Les droits ancestraux sur les territoires non cédés sont aussi au cœur de cette bataille et cette affaire démontre que s'engager dans la reconnaissance de ces droits est une montagne difficile à franchir pour une communauté plutôt pauvre comme Lac-Barrière.
« Il est complexe, coûteux et énergivore en termes de temps de prouver les titres ancestraux sur des territoires non cédés. La communauté [...] n'a pas les ressources financières [...] et le gouvernement du Québec n'a pas non plus émis le souhait de négocier un traité pour reconnaître notre titre. En tant que chef, je dois prioriser les besoins immédiats des membres, dont beaucoup d'entre eux se battent encore pour sécuriser leurs besoins de base comme se nourrir, avoir un travail et une maison », écrivait Casey Ratt dans son affidavit.
Début de la défense de Québec
La dernière heure de cette première journée de procès a été consacrée au début de la plaidoirie du procureur général du Québec.
Toujours aussi expressive, la juge fronce tantôt les sourcils, laisse tantôt apparaître un large sourire sur son visage au fil de la discussion.

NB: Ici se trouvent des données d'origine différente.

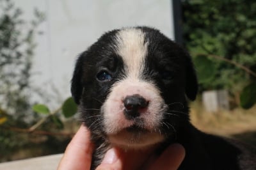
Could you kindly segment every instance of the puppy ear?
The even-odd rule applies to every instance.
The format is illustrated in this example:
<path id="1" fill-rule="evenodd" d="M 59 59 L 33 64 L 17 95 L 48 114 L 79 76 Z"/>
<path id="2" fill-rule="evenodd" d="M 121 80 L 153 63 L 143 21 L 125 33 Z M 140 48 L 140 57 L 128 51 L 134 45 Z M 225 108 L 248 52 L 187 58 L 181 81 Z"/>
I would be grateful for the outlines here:
<path id="1" fill-rule="evenodd" d="M 186 95 L 191 100 L 195 100 L 196 97 L 196 93 L 198 89 L 197 77 L 194 65 L 191 61 L 191 58 L 187 53 L 188 62 L 186 67 Z"/>
<path id="2" fill-rule="evenodd" d="M 71 80 L 71 94 L 77 104 L 79 104 L 83 93 L 82 76 L 84 56 L 85 54 L 83 52 L 78 57 L 73 73 L 73 77 Z"/>

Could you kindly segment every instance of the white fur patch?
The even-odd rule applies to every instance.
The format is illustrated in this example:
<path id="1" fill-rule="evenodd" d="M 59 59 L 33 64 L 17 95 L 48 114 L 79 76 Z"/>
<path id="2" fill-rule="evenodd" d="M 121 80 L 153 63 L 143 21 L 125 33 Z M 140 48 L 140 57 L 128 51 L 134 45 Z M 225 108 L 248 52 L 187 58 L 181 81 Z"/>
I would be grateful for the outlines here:
<path id="1" fill-rule="evenodd" d="M 138 29 L 125 29 L 117 35 L 118 53 L 122 58 L 127 76 L 138 79 L 145 66 L 148 43 Z"/>

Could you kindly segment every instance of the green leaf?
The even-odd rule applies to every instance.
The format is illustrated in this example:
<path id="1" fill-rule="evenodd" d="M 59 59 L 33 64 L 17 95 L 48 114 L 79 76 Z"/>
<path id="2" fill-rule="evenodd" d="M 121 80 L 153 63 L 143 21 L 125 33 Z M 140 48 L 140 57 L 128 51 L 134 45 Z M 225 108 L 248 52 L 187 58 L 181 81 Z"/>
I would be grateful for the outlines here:
<path id="1" fill-rule="evenodd" d="M 64 102 L 62 105 L 62 113 L 65 118 L 70 118 L 77 112 L 77 105 L 72 97 Z"/>
<path id="2" fill-rule="evenodd" d="M 243 89 L 240 95 L 241 105 L 249 109 L 256 103 L 256 83 L 252 82 Z"/>
<path id="3" fill-rule="evenodd" d="M 33 111 L 38 113 L 49 114 L 50 110 L 48 107 L 43 104 L 36 104 L 32 107 Z"/>
<path id="4" fill-rule="evenodd" d="M 7 121 L 6 117 L 0 118 L 0 125 L 4 124 Z"/>
<path id="5" fill-rule="evenodd" d="M 60 129 L 62 129 L 64 128 L 64 125 L 62 123 L 61 120 L 56 116 L 52 115 L 51 116 L 51 119 L 53 121 L 53 123 L 56 125 L 57 128 Z"/>
<path id="6" fill-rule="evenodd" d="M 205 56 L 198 56 L 194 59 L 195 68 L 200 83 L 212 80 L 215 75 L 214 63 Z"/>

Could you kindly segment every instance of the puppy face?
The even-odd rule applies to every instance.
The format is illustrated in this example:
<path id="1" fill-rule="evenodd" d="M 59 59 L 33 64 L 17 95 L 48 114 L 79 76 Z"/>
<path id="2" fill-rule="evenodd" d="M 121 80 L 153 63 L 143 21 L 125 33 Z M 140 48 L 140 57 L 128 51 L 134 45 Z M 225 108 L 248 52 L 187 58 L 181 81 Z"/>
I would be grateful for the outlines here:
<path id="1" fill-rule="evenodd" d="M 93 137 L 124 148 L 175 138 L 196 91 L 189 55 L 146 27 L 106 33 L 80 55 L 72 81 Z"/>

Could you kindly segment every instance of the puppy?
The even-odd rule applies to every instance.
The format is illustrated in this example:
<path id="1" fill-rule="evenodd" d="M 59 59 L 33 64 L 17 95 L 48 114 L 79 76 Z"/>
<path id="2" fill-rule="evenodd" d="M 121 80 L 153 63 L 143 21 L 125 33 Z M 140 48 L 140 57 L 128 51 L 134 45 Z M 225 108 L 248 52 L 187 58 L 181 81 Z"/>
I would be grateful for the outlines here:
<path id="1" fill-rule="evenodd" d="M 254 149 L 189 123 L 188 102 L 197 89 L 189 55 L 159 31 L 135 27 L 103 35 L 79 56 L 72 79 L 96 146 L 91 169 L 111 146 L 155 147 L 159 153 L 179 143 L 186 152 L 179 169 L 256 169 Z"/>

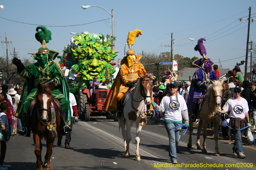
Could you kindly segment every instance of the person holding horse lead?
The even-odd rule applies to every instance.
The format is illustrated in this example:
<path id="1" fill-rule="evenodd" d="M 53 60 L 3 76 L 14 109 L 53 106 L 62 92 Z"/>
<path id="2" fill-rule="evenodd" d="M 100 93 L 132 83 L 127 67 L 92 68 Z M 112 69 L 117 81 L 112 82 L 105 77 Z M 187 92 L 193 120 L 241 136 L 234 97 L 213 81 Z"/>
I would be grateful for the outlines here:
<path id="1" fill-rule="evenodd" d="M 248 103 L 245 99 L 240 96 L 241 91 L 240 86 L 236 86 L 234 88 L 235 96 L 228 100 L 222 110 L 216 112 L 218 114 L 223 114 L 230 111 L 228 125 L 232 128 L 235 137 L 234 147 L 232 148 L 233 155 L 237 156 L 238 158 L 246 157 L 243 152 L 241 135 L 243 133 L 243 131 L 241 132 L 240 130 L 244 127 L 246 124 L 250 125 Z"/>
<path id="2" fill-rule="evenodd" d="M 196 122 L 198 111 L 198 100 L 206 93 L 207 88 L 211 85 L 210 80 L 217 80 L 218 77 L 212 69 L 214 63 L 210 58 L 205 57 L 206 50 L 203 45 L 204 38 L 198 40 L 195 47 L 195 51 L 198 51 L 203 58 L 196 60 L 193 64 L 198 67 L 193 75 L 188 96 L 187 100 L 188 111 L 192 114 L 189 119 Z"/>
<path id="3" fill-rule="evenodd" d="M 122 118 L 121 99 L 124 94 L 135 86 L 140 78 L 139 73 L 143 76 L 147 75 L 145 68 L 139 61 L 142 56 L 136 55 L 132 49 L 135 37 L 139 37 L 139 35 L 142 35 L 142 32 L 139 29 L 129 32 L 127 38 L 129 49 L 126 56 L 119 63 L 121 65 L 119 71 L 103 107 L 103 109 L 106 111 L 117 111 L 116 118 L 119 119 Z"/>
<path id="4" fill-rule="evenodd" d="M 180 142 L 182 125 L 182 118 L 185 121 L 185 126 L 188 126 L 188 115 L 184 98 L 177 92 L 178 85 L 176 82 L 172 82 L 169 85 L 170 93 L 162 100 L 158 106 L 156 103 L 151 102 L 156 106 L 158 114 L 165 112 L 164 126 L 169 137 L 169 158 L 173 164 L 177 164 L 176 148 Z"/>
<path id="5" fill-rule="evenodd" d="M 38 32 L 39 29 L 42 31 Z M 28 113 L 31 102 L 35 99 L 37 94 L 37 85 L 40 83 L 50 86 L 55 82 L 56 84 L 52 91 L 52 96 L 60 102 L 63 115 L 68 125 L 64 130 L 64 121 L 61 120 L 61 131 L 58 135 L 65 135 L 65 132 L 70 132 L 72 131 L 68 126 L 71 115 L 67 82 L 60 65 L 54 60 L 59 53 L 49 50 L 45 46 L 45 43 L 52 40 L 52 33 L 43 26 L 37 26 L 36 31 L 38 32 L 36 33 L 36 38 L 42 46 L 38 49 L 38 52 L 31 56 L 37 62 L 25 67 L 20 60 L 16 57 L 12 60 L 12 63 L 17 67 L 18 73 L 26 80 L 24 85 L 26 87 L 23 88 L 20 98 L 24 102 L 24 106 L 22 106 L 23 102 L 20 102 L 16 113 L 17 116 L 21 114 L 23 107 L 25 128 L 24 131 L 19 132 L 19 135 L 30 137 L 31 117 Z"/>

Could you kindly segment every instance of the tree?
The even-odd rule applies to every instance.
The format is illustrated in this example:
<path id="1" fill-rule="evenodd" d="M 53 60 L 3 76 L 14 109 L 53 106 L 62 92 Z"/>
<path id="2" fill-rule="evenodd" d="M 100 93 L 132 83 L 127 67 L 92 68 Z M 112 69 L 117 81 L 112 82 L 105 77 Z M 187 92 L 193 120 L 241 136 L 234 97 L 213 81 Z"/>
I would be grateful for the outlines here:
<path id="1" fill-rule="evenodd" d="M 12 63 L 12 58 L 11 58 L 8 61 L 9 77 L 7 76 L 7 62 L 6 58 L 3 56 L 0 57 L 0 63 L 1 63 L 0 65 L 0 70 L 3 74 L 2 81 L 3 82 L 4 80 L 5 81 L 5 84 L 19 84 L 20 85 L 23 85 L 25 82 L 25 79 L 20 76 L 17 73 L 17 69 L 16 66 Z M 26 67 L 28 66 L 29 64 L 34 62 L 34 60 L 27 58 L 24 58 L 21 60 L 21 61 L 24 65 Z"/>

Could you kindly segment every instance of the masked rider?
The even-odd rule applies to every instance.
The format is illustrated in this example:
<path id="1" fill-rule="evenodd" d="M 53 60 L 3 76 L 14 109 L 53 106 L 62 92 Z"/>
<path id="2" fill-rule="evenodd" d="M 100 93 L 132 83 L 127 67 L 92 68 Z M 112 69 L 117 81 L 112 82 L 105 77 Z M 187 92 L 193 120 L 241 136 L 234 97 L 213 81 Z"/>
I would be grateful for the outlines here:
<path id="1" fill-rule="evenodd" d="M 23 91 L 25 91 L 22 92 L 20 98 L 21 100 L 24 102 L 23 109 L 25 128 L 24 131 L 19 132 L 19 135 L 28 137 L 30 136 L 31 121 L 31 115 L 29 113 L 29 107 L 31 101 L 36 96 L 37 85 L 38 83 L 50 86 L 54 82 L 56 83 L 55 87 L 52 91 L 52 95 L 60 102 L 63 115 L 68 125 L 71 119 L 68 102 L 68 86 L 60 66 L 54 60 L 59 53 L 49 50 L 45 46 L 45 40 L 48 42 L 49 40 L 51 40 L 52 33 L 44 26 L 38 26 L 36 31 L 38 31 L 38 29 L 41 29 L 42 31 L 36 33 L 36 37 L 42 45 L 38 49 L 37 53 L 31 55 L 37 62 L 25 67 L 20 60 L 16 57 L 12 60 L 12 63 L 17 67 L 18 73 L 26 79 L 26 87 L 24 86 L 23 88 Z M 40 34 L 38 34 L 39 33 Z M 20 102 L 21 104 L 22 103 Z M 18 114 L 20 113 L 22 107 L 21 106 L 18 106 Z M 65 135 L 65 132 L 71 132 L 72 130 L 68 126 L 65 127 L 64 131 L 64 122 L 61 120 L 61 119 L 60 127 L 60 130 L 58 132 L 58 135 Z"/>
<path id="2" fill-rule="evenodd" d="M 217 80 L 218 77 L 213 71 L 212 66 L 214 63 L 210 59 L 205 57 L 206 53 L 203 41 L 205 41 L 204 38 L 199 39 L 196 46 L 195 51 L 198 51 L 203 58 L 198 59 L 193 63 L 198 67 L 194 73 L 191 82 L 190 89 L 187 102 L 188 111 L 193 114 L 189 119 L 195 122 L 198 110 L 198 100 L 203 98 L 206 92 L 207 88 L 211 85 L 210 80 Z"/>
<path id="3" fill-rule="evenodd" d="M 139 62 L 142 56 L 136 55 L 132 49 L 136 37 L 142 35 L 140 30 L 130 31 L 128 35 L 127 43 L 129 49 L 126 56 L 119 63 L 122 64 L 112 87 L 110 89 L 103 109 L 107 111 L 118 111 L 116 118 L 122 117 L 121 99 L 124 94 L 130 88 L 133 87 L 139 78 L 139 73 L 143 75 L 147 74 L 143 65 Z"/>

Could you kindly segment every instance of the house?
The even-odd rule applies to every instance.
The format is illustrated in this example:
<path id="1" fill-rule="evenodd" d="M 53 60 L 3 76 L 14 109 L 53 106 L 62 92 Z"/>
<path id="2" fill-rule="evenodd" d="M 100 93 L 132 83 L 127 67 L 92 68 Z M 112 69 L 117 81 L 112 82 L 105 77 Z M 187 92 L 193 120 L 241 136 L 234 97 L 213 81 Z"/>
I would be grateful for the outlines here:
<path id="1" fill-rule="evenodd" d="M 177 81 L 191 81 L 194 73 L 197 68 L 190 68 L 185 67 L 182 70 L 178 71 L 177 73 L 178 75 Z M 226 74 L 229 71 L 226 69 L 218 69 L 220 73 L 220 80 L 227 80 Z M 190 79 L 189 79 L 190 77 Z"/>

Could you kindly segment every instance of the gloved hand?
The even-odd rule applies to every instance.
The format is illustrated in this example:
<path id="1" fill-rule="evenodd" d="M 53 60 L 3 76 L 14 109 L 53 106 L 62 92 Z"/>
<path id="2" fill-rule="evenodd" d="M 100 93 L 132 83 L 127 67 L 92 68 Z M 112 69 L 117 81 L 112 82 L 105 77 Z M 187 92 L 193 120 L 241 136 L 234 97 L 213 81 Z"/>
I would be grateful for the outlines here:
<path id="1" fill-rule="evenodd" d="M 154 102 L 154 101 L 152 101 L 151 102 L 151 104 L 152 105 L 152 106 L 153 107 L 156 106 L 156 105 L 157 105 L 155 102 Z"/>
<path id="2" fill-rule="evenodd" d="M 24 70 L 25 66 L 23 65 L 20 60 L 18 59 L 17 57 L 14 57 L 12 59 L 12 63 L 17 67 L 18 72 L 21 73 Z"/>
<path id="3" fill-rule="evenodd" d="M 206 91 L 207 91 L 207 86 L 206 85 L 203 84 L 201 85 L 201 86 L 200 86 L 200 87 L 201 89 L 204 89 Z"/>

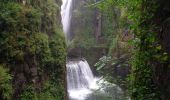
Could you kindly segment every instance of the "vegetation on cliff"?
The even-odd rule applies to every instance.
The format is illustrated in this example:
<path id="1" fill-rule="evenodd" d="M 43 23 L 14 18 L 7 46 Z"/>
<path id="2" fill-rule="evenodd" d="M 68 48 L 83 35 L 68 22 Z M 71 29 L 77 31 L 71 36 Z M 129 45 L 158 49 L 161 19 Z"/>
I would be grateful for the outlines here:
<path id="1" fill-rule="evenodd" d="M 55 0 L 0 0 L 1 98 L 64 98 L 66 51 L 59 10 Z"/>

« Je sens que je vais avoir quelques maux de tête », lâche à un certain moment la juge, qui a passé toute la fin de semaine à étudier le dossier.
Le procureur du Québec aura trois heures et demie, mardi, pour poursuivre ses arguments, avant que les avocats de SOQUEM livrent leur plaidoirie durant une heure. Finalement, les avocats de Lac-Barrière auront une dernière demi-heure pour offrir leur réplique.
Certaines demandes des Anishnabeg de Lac-Barrière :
- Que le Québec soit obligé de consulter et d’accommoder Lac-Barrière dès qu’une entreprise souhaite acheter un claim minier.
- Que le Québec soit obligé d’aviser, de consulter et d’accommoder Lac-Barrière avant d’autoriser toute exploration minière dans la région.
- Que les claims miniers détenus par SOQUEM demeurent suspendus jusqu’à ce que les deux parties se mettent d’accord. Ces derniers le sont depuis 2017 en lien avec le transfert de ces claims de Copper One à SOQUEM.
- Que le Québec consulte et accommode Lac-Barrière avant tout enregistrement, renouvellement ou transfert de claims miniers.